The TDSB approving a separate First Nations-centric school (or any other –centric school), just spotlights the failures of this board to reflect all cultures, abilities, races, languages and identities in our neighbourhood schools where we live, and points to an education system that is catering to an open market culture for the marginalized and privileged alike.

I made a plea to DOE Malloy: Listen to the research, it speaks volumes, literally. Listen to the underprivileged families who have softer voices. Listen to the mistakes of the past and boldly correct them. Create an education system that is human-centric.
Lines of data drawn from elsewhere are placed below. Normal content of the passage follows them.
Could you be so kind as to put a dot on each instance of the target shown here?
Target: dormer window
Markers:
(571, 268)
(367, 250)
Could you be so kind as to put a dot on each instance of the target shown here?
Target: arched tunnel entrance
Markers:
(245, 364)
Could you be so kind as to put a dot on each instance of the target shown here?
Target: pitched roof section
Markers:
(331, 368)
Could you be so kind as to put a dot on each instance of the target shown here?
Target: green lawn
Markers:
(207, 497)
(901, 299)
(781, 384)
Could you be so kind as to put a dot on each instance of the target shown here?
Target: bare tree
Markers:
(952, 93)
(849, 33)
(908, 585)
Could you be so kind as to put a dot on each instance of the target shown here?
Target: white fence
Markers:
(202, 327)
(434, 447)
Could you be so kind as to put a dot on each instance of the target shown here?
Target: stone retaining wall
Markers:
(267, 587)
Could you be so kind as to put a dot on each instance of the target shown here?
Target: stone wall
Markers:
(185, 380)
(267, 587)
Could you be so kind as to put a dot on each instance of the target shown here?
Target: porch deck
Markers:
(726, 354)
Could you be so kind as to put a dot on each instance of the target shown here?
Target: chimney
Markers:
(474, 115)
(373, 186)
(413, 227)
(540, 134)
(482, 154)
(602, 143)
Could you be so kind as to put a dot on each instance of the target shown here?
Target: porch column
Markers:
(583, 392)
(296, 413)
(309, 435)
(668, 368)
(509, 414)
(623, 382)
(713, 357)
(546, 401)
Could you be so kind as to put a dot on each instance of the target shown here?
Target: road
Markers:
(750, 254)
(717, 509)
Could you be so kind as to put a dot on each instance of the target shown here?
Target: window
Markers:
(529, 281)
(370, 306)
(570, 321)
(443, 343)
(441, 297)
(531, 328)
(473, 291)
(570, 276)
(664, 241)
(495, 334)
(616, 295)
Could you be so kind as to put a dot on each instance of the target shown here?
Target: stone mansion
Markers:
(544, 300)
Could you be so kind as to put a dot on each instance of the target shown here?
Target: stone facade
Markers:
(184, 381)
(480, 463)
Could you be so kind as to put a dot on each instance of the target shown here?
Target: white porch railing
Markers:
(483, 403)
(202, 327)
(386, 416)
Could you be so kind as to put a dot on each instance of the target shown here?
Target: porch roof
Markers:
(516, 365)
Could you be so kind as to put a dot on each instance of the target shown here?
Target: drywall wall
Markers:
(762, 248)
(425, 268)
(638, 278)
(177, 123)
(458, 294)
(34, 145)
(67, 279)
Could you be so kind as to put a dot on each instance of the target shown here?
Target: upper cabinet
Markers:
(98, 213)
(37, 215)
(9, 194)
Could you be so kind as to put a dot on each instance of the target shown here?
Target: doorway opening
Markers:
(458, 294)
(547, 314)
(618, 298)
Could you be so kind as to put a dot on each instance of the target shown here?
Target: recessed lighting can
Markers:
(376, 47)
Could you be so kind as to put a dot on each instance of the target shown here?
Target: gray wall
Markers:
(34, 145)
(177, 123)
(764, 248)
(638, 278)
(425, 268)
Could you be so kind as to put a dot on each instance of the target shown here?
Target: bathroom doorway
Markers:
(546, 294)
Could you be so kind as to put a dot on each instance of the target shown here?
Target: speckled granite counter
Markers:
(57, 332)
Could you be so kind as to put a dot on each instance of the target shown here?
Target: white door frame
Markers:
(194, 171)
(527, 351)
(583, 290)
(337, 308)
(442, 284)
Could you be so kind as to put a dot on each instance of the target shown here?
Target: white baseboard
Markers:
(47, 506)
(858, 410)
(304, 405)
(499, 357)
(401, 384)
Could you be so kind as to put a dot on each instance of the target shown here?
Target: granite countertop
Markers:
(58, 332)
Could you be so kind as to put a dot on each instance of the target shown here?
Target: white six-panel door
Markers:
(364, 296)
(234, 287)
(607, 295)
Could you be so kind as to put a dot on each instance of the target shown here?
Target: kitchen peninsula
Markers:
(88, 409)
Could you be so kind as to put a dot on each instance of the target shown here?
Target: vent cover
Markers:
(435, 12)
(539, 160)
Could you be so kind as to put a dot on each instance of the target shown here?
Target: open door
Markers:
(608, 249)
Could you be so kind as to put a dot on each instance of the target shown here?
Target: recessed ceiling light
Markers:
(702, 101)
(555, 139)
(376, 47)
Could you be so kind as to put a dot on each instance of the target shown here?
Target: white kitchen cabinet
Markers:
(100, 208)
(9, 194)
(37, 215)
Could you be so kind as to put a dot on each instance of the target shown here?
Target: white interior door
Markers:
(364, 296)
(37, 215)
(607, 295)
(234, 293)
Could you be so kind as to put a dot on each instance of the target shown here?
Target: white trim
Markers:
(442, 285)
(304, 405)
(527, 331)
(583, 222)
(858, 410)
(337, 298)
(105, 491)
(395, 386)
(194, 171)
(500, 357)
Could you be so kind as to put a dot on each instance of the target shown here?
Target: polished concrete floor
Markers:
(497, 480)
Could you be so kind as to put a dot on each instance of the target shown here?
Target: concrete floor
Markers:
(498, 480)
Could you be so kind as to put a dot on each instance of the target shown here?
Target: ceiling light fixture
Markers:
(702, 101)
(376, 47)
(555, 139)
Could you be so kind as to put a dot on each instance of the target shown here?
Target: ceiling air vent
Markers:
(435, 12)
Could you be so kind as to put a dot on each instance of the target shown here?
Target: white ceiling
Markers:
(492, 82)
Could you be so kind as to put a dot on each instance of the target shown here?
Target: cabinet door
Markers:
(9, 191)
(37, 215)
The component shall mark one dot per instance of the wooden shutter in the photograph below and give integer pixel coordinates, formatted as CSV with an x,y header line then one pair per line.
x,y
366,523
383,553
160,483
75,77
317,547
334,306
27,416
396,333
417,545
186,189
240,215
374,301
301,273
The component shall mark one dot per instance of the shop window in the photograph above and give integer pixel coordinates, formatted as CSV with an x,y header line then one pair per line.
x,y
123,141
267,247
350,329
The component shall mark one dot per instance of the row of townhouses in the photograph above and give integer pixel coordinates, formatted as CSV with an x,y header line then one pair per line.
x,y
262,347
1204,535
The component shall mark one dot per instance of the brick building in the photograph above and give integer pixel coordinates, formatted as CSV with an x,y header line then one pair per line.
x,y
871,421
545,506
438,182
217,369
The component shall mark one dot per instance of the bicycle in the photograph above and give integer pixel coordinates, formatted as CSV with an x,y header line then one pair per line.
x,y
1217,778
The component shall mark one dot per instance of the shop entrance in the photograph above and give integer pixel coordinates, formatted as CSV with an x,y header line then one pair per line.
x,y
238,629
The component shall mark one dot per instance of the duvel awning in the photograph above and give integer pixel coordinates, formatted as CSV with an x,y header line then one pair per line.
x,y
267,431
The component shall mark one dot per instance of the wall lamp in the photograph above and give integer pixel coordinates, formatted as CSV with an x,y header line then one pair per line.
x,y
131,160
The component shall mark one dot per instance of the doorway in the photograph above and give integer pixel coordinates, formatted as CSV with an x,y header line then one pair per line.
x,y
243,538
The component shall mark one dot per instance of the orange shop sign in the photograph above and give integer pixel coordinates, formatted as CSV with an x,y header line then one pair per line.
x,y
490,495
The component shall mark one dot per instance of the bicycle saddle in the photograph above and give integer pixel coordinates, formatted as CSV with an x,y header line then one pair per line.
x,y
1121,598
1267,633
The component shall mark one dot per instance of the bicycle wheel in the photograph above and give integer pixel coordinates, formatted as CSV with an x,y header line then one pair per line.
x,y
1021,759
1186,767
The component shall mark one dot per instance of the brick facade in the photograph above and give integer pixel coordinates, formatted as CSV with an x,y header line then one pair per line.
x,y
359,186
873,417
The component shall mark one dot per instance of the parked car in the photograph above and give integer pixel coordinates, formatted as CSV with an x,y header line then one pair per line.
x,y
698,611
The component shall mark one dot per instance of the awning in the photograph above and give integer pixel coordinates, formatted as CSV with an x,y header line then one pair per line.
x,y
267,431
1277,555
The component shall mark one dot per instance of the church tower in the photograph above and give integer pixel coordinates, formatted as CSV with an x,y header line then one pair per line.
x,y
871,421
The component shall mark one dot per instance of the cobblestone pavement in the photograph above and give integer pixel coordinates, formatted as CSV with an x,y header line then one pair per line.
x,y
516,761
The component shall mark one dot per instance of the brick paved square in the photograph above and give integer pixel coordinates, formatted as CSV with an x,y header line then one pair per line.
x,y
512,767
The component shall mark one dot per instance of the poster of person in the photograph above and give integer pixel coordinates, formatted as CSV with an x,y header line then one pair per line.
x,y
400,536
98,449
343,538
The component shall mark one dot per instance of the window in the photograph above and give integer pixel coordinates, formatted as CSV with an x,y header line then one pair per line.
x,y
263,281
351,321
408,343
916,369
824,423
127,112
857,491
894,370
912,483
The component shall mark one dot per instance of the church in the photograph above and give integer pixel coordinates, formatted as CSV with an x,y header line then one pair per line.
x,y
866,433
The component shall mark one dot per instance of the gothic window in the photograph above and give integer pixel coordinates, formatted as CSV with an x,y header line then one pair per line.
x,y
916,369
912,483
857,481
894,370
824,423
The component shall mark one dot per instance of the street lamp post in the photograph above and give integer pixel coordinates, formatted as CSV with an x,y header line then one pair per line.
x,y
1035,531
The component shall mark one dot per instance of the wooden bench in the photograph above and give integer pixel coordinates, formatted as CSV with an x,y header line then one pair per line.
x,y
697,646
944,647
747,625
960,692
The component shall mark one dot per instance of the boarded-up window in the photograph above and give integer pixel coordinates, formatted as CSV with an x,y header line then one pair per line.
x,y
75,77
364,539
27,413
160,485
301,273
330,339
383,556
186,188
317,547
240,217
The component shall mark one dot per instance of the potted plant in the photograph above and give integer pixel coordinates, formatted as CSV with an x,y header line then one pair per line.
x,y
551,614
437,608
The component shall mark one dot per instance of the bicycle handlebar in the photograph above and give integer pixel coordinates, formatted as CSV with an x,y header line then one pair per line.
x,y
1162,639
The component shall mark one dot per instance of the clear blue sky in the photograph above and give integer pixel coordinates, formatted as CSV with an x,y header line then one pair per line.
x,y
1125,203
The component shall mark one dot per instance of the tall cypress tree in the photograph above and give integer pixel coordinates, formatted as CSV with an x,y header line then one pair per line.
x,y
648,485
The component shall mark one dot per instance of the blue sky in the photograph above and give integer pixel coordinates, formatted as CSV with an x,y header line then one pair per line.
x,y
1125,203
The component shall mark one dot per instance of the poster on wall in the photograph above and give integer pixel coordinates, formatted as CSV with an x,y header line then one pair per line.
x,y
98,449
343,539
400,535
Bring school neighbourhoods and communities back together instead of fragmenting and rending them apart; close the gap between the haves and the have nots – because families and school staff are stronger when we ALL work together and support one another for the brighter future of our children.

Because as a great philosopher once said: “The lack of imagination is one of our greatest handicaps.”

Margarita Isakov is a staunch supporter and promoter of quality, equitable and accessible inclusive education, and full engagement and participation of all children and families in their communities. With 25 years in the field: as an inclusion coordinator (Toronto Parks and Recreation), preschool inclusion facilitator (Mothercraft K.I.D.S.), special education resource staff with both Toronto school boards, and Resource Consultant and advocate for families of children with extra support needs in early childhood programmes, Margarita is devoted and passionate about her cause. She holds a Masters Degree in Education from OISE/University of Toronto, and is also the Integration Action for Inclusion -Toronto chapter representative on TDSB SEAC.